The appearance of the live conger doesn't help. Wriggling in at seven to eight feet in length and 10 inches in diameter, this nocturnal bottom feeder, which inhabits deep-water shipwrecks and coral reefs, has a cylindrical, scale-free, mottled pink-and-gray-skinned body that is covered in a thick insulating slime. At one end is a bulbous head that looks something like a sock puppet with a pronounced overbite (anyone remember Ollie from early television's "Kukla, Fran and Ollie"?).

But while some may envision a scary sea beast with a name to match, Klink sees a fish with a future. For an Italian presentation, he lightly bakes conger fillets in olive oil and tops them with roasted plum tomatoes. Crusted in sesame seeds, a Japanese-style grilled conger is served with a wasabi beurre blanc. But the biggest sellers at Oceanaire are a spicy/sweet conger pad Thai and all-American conger chowder.

Aside from versatility, Klink appreciates that conger eel, which is also called kingclip by wholesalers, costs, on average, 50 percent less than the popular Chilean sea bass, American red snapper or halibut.

Rich Regan, chef and co-owner of Monocacy Crossing near Frederick, is the only other area chef using conger eel imported from Chile.

"When I first tried it, I poached it, I grilled it, I sautéed it and braised it, and it stays together and can stand up to a spicy, aggressive sauce," says Regan, who calls conger "a strong seller and image builder for the restaurant." Tomorrow night, for a Flying Dog beer dinner at the Crossing, Regan is serving blackened conger eel fingers as appetizers.

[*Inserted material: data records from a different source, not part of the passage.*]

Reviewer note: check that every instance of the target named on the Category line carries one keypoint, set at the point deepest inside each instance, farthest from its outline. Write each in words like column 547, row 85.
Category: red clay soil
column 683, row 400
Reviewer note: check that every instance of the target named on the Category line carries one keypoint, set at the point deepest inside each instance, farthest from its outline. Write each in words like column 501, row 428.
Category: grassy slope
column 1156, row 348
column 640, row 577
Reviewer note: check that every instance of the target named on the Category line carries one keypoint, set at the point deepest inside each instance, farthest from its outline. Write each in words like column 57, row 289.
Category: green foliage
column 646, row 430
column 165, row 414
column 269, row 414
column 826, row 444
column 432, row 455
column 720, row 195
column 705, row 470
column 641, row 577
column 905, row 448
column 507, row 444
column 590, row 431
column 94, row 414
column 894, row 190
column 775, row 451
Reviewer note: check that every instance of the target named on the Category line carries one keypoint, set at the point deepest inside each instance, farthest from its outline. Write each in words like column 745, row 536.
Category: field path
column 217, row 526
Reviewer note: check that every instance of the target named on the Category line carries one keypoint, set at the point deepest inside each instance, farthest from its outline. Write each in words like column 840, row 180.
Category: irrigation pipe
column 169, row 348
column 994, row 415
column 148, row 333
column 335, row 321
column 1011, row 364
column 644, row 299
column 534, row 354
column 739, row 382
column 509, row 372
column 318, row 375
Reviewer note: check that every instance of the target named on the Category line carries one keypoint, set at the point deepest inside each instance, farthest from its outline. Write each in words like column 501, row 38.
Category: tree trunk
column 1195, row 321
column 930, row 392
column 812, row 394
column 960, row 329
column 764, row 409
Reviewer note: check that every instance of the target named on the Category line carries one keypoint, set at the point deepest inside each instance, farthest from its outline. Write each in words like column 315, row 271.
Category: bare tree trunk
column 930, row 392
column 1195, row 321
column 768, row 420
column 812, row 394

Wholesalers are also trying to attract chefs by stressing the environmental advantages of using of the abundant conger eel. "It's the underutilized species that a lot of chefs are looking for," says Kurt Friesland, who works for Jessup-based seafood wholesaler J.J. McDonnell. "The conger can take some of the pressure off of species that are being overused."

In the past, he says, conger eel has been "misrepresented by some wholesalers as grouper and snapper. The texture and taste are nearly the same. But now we're all recognizing the integrity of the product and selling it for what it is, a good value."

Friesland has been working with the Embassy of Chile to promote eel in the United States, although, thus far, it's been a tough sell.

"It's always been one of the most popular fish in Chile. It's in every supermarket and every restaurant on the coast," says Ricardo Bosnic, economic officer for the embassy. "But promoting it here is difficult because it doesn't look like a normal fish."

At the retail level, Friesland has not been able to interest any Washington area supermarket or fish market in carrying conger. Though the words of a world-famous Chilean poet might be helpful.

Nobel Prize winner Pablo Neruda gave a fitting tribute in his "Ode to Conger Chowder":

In the storm-tossed Chilean sea lives the rosy conger,

giant eel of snowy flesh.

And in Chilean stewpots,

along the coast,

was born the chowder,

thick and succulent,

a boon to man.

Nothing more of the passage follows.